AZ, regulators and independent experts including the International Society on Thrombosis and Haemostasis (ISTH) say that the number of cases of blood clots and low platelet counts (thrombocytopenia) is no higher than would be expected in the general population.

The countries that have suspended dosing all say that it is a temporary precaution, and in some cases that the aim is to identify whether some parts of the population should not be vaccinated, although that type of subgroup analysis looks likely to be a challenge given the tiny dataset to work from.

Critics say that the approach taken by the countries may be sensible in normal times, but looks less so in the context of a global pandemic.

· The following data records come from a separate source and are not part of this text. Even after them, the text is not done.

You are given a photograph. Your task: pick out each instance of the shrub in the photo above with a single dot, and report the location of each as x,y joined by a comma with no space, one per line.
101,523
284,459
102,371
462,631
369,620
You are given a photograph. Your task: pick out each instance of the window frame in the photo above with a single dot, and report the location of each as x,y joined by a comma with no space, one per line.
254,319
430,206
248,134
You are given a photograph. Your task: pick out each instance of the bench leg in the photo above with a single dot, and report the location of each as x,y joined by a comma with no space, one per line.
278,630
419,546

It isn’t the first time that member states in the EU have gone against the advice of the EMA. Several countries also declined to approve use of AZD122 in people aged over 65, even though it was licensed in that group, based on an erroneous interpretation of clinical trial data that was perpetuated by some media outlets.

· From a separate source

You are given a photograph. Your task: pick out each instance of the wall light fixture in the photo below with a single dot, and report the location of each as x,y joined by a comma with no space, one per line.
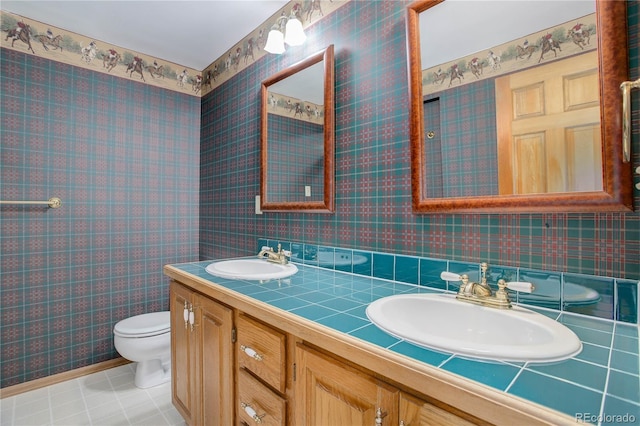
294,34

Those decisions have now been reversed, but there are concerns that repeated undermining of public confidence in AZD122, and potentially COVID-19 vaccination more widely, could strengthen anti-vaxxer sentiment and reduce immunisation rates at a critical point in the fight against the pandemic.

Stephen Evans, professor of pharmacoepidemiology at the London School of Hygiene & Tropical Medicine, told the British Medical Journal recently that “the problem with spontaneous reports of suspected adverse reactions to a vaccine [is] the enormous difficulty of distinguishing a causal effect from a coincidence.”

The European Commission’s president Ursula von der Leyen said this morning that an agreement for “accelerated delivery” of 10 million doses of the Pfizer/BioNTech vaccine in the second quarter had been reached to give “member states room to manoeuvre and possibly fill gaps in deliveries.”